A year ago, the Houston Rockets were the biggest competition for the Golden State Warriors. The two teams jockeyed in the standings for most of the year, before the Rockets ran away with the top seed. They met in the Western Conference Finals, where Houston jumped to a 3-2 series lead before the Warriors came back.
So naturally, their offseason is something for the Warriors to keep an eye on. And they’re about to make a big move that, depending on how you view things, could either really help them, or really hurt them. They’re about to sign Carmelo Anthony.
Carmelo Anthony intends to sign with the Houston Rockets upon becoming a free agent, league sources say, though it could be several more days before Melo is formally traded and clears waivers. Full @NYTSports coverage: https://t.co/8T4kLf6IrT— Marc Stein (@TheSteinLine) July 23, 2018
Anthony, who has one year left on a five-year, $124 million contract, was recently traded to the Atlanta Hawks, where he will be waived or bought out.
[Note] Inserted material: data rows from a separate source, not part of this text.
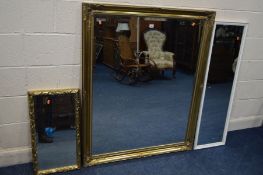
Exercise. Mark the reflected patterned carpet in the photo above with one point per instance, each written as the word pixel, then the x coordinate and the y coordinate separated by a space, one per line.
pixel 242 155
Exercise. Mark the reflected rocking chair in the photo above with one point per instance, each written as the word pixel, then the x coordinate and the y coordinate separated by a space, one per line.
pixel 132 68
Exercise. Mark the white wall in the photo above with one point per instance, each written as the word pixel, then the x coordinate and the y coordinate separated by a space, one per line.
pixel 40 47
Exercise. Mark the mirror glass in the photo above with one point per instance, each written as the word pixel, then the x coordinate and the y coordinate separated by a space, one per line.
pixel 143 79
pixel 56 126
pixel 222 69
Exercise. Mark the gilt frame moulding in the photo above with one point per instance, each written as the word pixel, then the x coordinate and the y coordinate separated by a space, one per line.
pixel 88 12
pixel 230 105
pixel 76 96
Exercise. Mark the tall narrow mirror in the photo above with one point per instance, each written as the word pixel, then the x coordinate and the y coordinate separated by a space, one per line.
pixel 144 80
pixel 220 83
pixel 54 116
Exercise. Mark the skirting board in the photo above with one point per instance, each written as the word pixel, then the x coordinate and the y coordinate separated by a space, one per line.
pixel 21 155
pixel 15 156
pixel 244 123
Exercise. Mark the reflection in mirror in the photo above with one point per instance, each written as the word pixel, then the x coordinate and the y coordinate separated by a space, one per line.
pixel 56 132
pixel 222 69
pixel 143 79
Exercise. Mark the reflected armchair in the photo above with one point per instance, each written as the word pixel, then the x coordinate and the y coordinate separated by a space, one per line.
pixel 130 65
pixel 162 60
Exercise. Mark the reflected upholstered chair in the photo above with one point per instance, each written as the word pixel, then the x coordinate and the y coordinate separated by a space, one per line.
pixel 162 60
pixel 130 65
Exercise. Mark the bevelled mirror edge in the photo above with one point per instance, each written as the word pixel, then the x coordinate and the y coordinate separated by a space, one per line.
pixel 244 25
pixel 88 12
pixel 74 94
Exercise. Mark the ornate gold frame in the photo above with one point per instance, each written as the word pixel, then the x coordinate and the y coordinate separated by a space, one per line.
pixel 76 96
pixel 88 12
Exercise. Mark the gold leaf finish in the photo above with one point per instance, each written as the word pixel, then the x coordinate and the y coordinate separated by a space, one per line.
pixel 76 97
pixel 206 17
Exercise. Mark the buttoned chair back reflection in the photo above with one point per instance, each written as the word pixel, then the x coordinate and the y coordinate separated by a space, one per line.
pixel 130 65
pixel 162 60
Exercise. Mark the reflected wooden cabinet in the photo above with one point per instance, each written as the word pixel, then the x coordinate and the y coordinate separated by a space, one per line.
pixel 108 51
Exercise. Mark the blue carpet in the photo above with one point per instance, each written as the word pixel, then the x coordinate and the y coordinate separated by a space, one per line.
pixel 242 155
pixel 121 113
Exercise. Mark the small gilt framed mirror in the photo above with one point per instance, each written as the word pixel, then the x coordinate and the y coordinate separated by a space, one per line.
pixel 55 130
pixel 143 75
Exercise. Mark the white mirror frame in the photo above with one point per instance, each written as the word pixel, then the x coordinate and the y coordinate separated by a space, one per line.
pixel 196 146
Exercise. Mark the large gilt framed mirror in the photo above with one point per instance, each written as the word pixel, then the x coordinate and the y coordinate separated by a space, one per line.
pixel 220 82
pixel 55 130
pixel 143 75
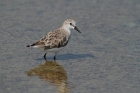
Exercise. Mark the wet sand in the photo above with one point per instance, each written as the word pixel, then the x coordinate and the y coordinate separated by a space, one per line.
pixel 104 58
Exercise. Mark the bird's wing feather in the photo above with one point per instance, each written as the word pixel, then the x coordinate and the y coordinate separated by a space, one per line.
pixel 54 39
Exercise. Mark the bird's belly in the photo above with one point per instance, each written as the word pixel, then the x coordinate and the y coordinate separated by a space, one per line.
pixel 51 50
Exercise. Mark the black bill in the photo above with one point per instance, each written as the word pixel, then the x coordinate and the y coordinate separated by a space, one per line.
pixel 77 29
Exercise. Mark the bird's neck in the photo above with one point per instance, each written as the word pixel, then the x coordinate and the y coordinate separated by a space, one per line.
pixel 67 29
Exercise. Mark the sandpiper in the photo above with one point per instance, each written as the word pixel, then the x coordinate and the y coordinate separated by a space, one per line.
pixel 55 40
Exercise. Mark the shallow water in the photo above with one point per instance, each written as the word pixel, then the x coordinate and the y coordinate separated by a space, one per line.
pixel 104 58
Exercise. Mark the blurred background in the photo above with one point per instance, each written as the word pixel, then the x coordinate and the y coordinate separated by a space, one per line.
pixel 104 58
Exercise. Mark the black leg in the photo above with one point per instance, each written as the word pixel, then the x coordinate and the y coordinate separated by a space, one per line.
pixel 55 56
pixel 45 56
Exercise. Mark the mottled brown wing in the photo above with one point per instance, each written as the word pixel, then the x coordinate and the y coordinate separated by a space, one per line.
pixel 55 39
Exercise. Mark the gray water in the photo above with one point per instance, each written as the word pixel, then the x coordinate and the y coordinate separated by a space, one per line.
pixel 104 58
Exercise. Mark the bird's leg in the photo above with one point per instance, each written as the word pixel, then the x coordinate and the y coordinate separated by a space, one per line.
pixel 45 56
pixel 55 56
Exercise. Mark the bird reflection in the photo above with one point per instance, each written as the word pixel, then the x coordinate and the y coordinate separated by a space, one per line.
pixel 53 73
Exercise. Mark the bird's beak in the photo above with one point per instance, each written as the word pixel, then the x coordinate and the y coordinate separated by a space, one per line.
pixel 77 29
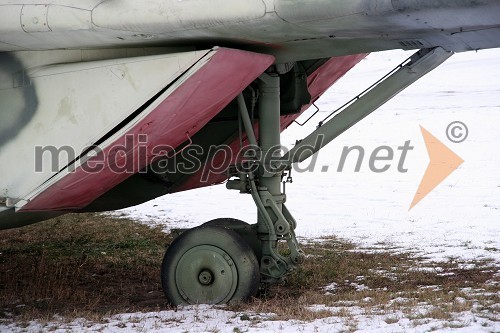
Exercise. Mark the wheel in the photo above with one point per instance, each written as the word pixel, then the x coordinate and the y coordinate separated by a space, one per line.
pixel 209 265
pixel 243 229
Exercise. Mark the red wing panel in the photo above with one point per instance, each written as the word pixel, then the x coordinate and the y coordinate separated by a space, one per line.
pixel 318 82
pixel 186 110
As soon as that is formalized, it’s his intention to sign with the Rockets, who have been linked to him for a few weeks now.
There are a few ways to look at this. On the one hand, Anthony is a 10-time All-Star who has a career average of 24.1 points per game. Even in last year, the worst of his career, he averaged 16.2 points per game. The Rockets really only have three players - James Harden, Chris Paul, and Eric Gordon - who are capable of creating their own shot. Harden and Paul, as well as coach Mike D’Antoni, have a history of bringing out the best in players, and Anthony’s bench scoring could help.
On the other hand, it’s been a while since Anthony was an effective player. He hasn’t shown much of an ability to adapt to his declining skills, even laughing at a reporter last year when asked if he would consider coming off the bench instead of starting. Anthony’s true-shooting percentage of 50.3% last year was notably below-average, and for a player who doesn’t defend, rebound, or pass very well, that’s a pretty big red flag. By any advanced metric, Anthony hurt his team more than he helped them last year.
It also caps off a very weird offseason for the Rockets, who, after knocking on the door of a title last year, let key contributors Trevor Ariza and Luc Mbah a Moute leave without serious offers. They also low-balled center Clint Capela, who, if things hold as they are, will now have the opportunity to leave the team next summer. And they did all of that after committing four years and $160 million to Paul, signaling that they were all in for the next few years.
So it’s been weird for Houston, and, barring some serious resurgence from the future Hall of Famer Anthony, it seems likely that the Rockets got worse. That’s good news for the Warriors, but bad news for the NBA, as the blossoming rivalry may be over as soon as it started.